Calculate the integral over E $$\iiiint_E \sin(x^2+y^2) \,dx\,dy\,dz\,dt$$ where E is $$\{ z^2 \leqslant x^2+y^2 \leqslant 2z;\\ t \leqslant xy \leqslant 2t\}$$
To identify the integration limits I came up with the idea to apply the inequality $$xy \leqslant \frac{x^2 + y^2}{2}$$ and therefore claim that $$t \leqslant z$$ Also $$t \leqslant 2t$$ and $$z^2 \leqslant 2z$$ imply that $$t \geqslant 0$$ and $$0 \leqslant z \leqslant 2 $$ The last step I did was making a substitution $$x=r\cos\phi;\ y=r\sin\phi$$ from which I got $$t \leqslant r^2\cos\phi \sin\phi \leqslant 2t$$ and (using the fact that $\sin(x^2+y^2)$ is even, so to obtain the integral from $-\pi$ to $\pi$ we can double the integral from $-\frac{\pi}{2}$ to $\frac{\pi}{2}$) $$ \frac{\arcsin\frac{2t}{r^2}}{2} \leqslant \phi \leqslant \frac{\arcsin\frac{4t}{r^2}}{2} $$ As a result, I got the following repeated integral: $$ 2\int_{0}^{2}\,dz\int_{0}^{z}\,dt\int_{z}^{\sqrt{2z}}\,dr\int_{\frac{\arcsin\frac{2t}{r^2}}{2}}^{\frac{\arcsin\frac{4t}{r^2}}{2}}r\sin{r^2}\,d\phi $$
But trying to calculate this, I get the integral of $\arcsin$ difference which I cannot take. Are there different ways to get a repeated integral from the given quadruple one?
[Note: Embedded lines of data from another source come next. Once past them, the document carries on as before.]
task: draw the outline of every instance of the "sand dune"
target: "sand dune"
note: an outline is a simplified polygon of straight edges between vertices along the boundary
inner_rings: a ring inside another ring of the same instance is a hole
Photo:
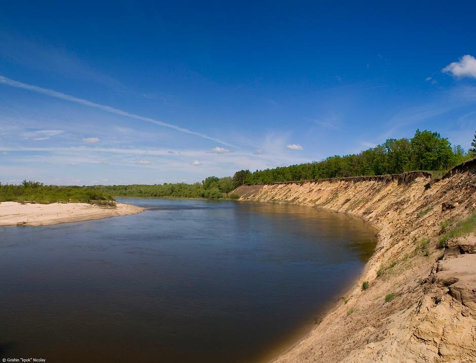
[[[21,204],[0,203],[0,226],[40,226],[137,214],[143,208],[124,203],[102,207],[87,203]]]

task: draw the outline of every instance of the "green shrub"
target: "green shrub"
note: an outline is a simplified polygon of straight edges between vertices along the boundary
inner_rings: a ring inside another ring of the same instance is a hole
[[[418,218],[420,218],[422,216],[424,216],[425,214],[426,214],[428,212],[429,212],[432,209],[433,209],[432,207],[429,207],[428,208],[426,208],[426,209],[423,209],[418,212],[418,213],[417,214],[417,217]]]
[[[390,293],[385,295],[385,302],[391,301],[395,297],[395,293]]]
[[[448,221],[445,222],[445,225],[446,225],[446,223]],[[442,225],[443,226],[443,225]],[[453,228],[445,233],[440,238],[438,247],[440,248],[445,248],[447,241],[450,238],[467,235],[474,230],[476,230],[476,212],[463,220],[457,222]]]

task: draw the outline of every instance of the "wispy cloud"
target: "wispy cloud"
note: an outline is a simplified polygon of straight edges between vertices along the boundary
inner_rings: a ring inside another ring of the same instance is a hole
[[[54,91],[53,90],[42,88],[36,86],[28,85],[25,83],[22,83],[22,82],[19,82],[18,81],[11,79],[2,75],[0,75],[0,83],[6,86],[9,86],[12,87],[15,87],[16,88],[20,88],[23,90],[31,91],[33,92],[40,93],[43,95],[46,95],[47,96],[49,96],[55,98],[58,98],[59,99],[64,100],[65,101],[78,103],[84,106],[94,107],[95,108],[98,108],[99,109],[102,110],[103,111],[105,111],[105,112],[109,112],[111,113],[114,113],[120,116],[124,116],[125,117],[133,118],[134,119],[144,121],[145,122],[153,124],[159,126],[162,126],[163,127],[172,129],[180,132],[185,133],[186,134],[190,134],[196,136],[198,136],[199,137],[202,138],[202,139],[211,140],[215,142],[217,142],[219,144],[222,144],[222,145],[225,145],[227,146],[236,147],[236,146],[232,145],[231,144],[223,141],[219,139],[211,137],[205,134],[197,132],[196,131],[193,131],[192,130],[189,130],[188,129],[185,129],[184,128],[180,127],[179,126],[172,125],[171,124],[167,124],[167,123],[162,122],[162,121],[159,121],[159,120],[152,118],[151,117],[143,117],[142,116],[139,116],[134,113],[130,113],[126,111],[123,111],[118,108],[115,108],[114,107],[111,107],[110,106],[106,106],[104,105],[101,105],[98,103],[95,103],[94,102],[92,102],[90,101],[88,101],[87,100],[85,100],[82,98],[78,98],[78,97],[75,97],[74,96],[70,96],[61,92],[58,92],[57,91]]]
[[[40,130],[36,131],[23,132],[21,136],[25,139],[34,140],[48,140],[50,137],[60,135],[64,132],[62,130]]]
[[[119,80],[93,69],[74,53],[44,39],[37,41],[0,31],[0,58],[32,69],[92,80],[116,91],[127,90]]]
[[[83,137],[83,141],[90,144],[95,144],[99,142],[99,138],[98,137]]]
[[[286,147],[289,150],[303,150],[304,148],[299,144],[289,144]]]
[[[149,160],[139,160],[138,162],[136,163],[137,165],[150,165],[152,163],[151,163]]]
[[[224,147],[217,146],[212,149],[211,152],[214,152],[215,154],[226,154],[227,152],[230,152],[230,150],[228,149],[225,149]]]
[[[476,78],[476,59],[466,54],[463,56],[458,62],[453,62],[442,69],[444,73],[453,74],[456,78]]]

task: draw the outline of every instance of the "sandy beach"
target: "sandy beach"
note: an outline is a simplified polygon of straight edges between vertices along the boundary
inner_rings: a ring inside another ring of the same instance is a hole
[[[102,207],[87,203],[21,204],[0,203],[0,226],[41,226],[137,214],[143,208],[124,203]]]

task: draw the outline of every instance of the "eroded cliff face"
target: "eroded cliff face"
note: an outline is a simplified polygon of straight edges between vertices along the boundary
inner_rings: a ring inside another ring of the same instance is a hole
[[[476,361],[476,237],[450,241],[445,256],[438,248],[476,211],[475,170],[473,160],[433,182],[416,172],[236,189],[242,200],[324,208],[380,229],[353,290],[276,361]]]

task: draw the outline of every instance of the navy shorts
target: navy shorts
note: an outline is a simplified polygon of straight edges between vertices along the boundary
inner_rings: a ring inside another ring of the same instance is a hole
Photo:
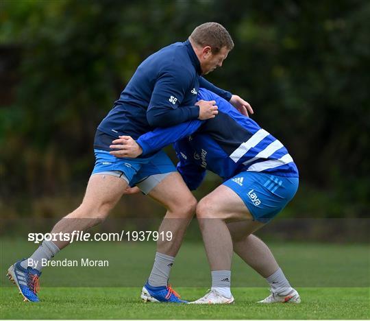
[[[150,176],[176,171],[176,167],[167,154],[160,151],[149,157],[139,158],[119,158],[109,152],[94,150],[95,166],[91,175],[109,172],[121,173],[122,177],[130,186],[135,186]]]
[[[223,182],[243,200],[254,220],[267,223],[294,197],[297,177],[242,171]]]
Assuming we can do the $xy$ integrals first, we have two simultaneous inequalities that need to be satisfied due to AM-GM:
$$\begin{cases}4t \leq 2z \\ 2t \leq z^2 \end{cases}$$
since the upper bounds for the $t$ always need to be less than the upper bounds for the $z$, and same for the lower bounds. So we have a situation where we are sometimes limited by our upper bounds and sometimes by the lower bounds. This means we have to split up the outer integrals like so:
$$\iint_{tz} = \int_0^1 \int_0^{\frac{z^2}{2}} + \int_1^2\int_0^{\frac{z}{2}}$$
For the inner integrals, let's do polar coordinates as you suggest and take note of the same $x \leftrightarrow y$ exchange symmetry since our integral is only in the first quadrant. This will also be split into three integrals, giving a total of six integrals.
$$\frac{I}{2} = \int_0^1 \int_0^{\frac{z^2}{2}} \int_{\frac{1}{2}\sin^{-1}\left(\frac{t}{z}\right)}^{\frac{1}{2}\sin^{-1}\left(\frac{2t}{z}\right)} \int_{\sqrt{\frac{2t}{z^2\sin 2\phi}}}^{2z} + \int_0^1 \int_0^{\frac{z^2}{2}} \int_{\frac{1}{2}\sin^{-1}\left(\frac{2t}{z}\right)}^{\frac{1}{2}\sin^{-1}\left(\frac{2t}{z^2}\right)} \int_{\sqrt{\frac{2t}{z^2\sin 2\phi}}}^{\sqrt{\frac{2t}{z\sin 2\phi}}}$$ $$ + \int_0^1 \int_0^{\frac{z^2}{2}} \int_{\frac{1}{2}\sin^{-1}\left(\frac{2t}{z}\right)}^{\frac{\pi}{4}} \int_{z^2}^{\sqrt{\frac{2t}{z\sin 2\phi}}} + \cdots$$
(with the other three integrals being similar, but swapping the middle two angles) and with an integrand of
$$r\sin r^2$$ This can also be done with just four integrals by doing the angular integral first (as it would split the integral into two regions), but this leads to the same problem of integrating the product of a trig and inverse trig. In short, I don't see a way to swap the integrals further.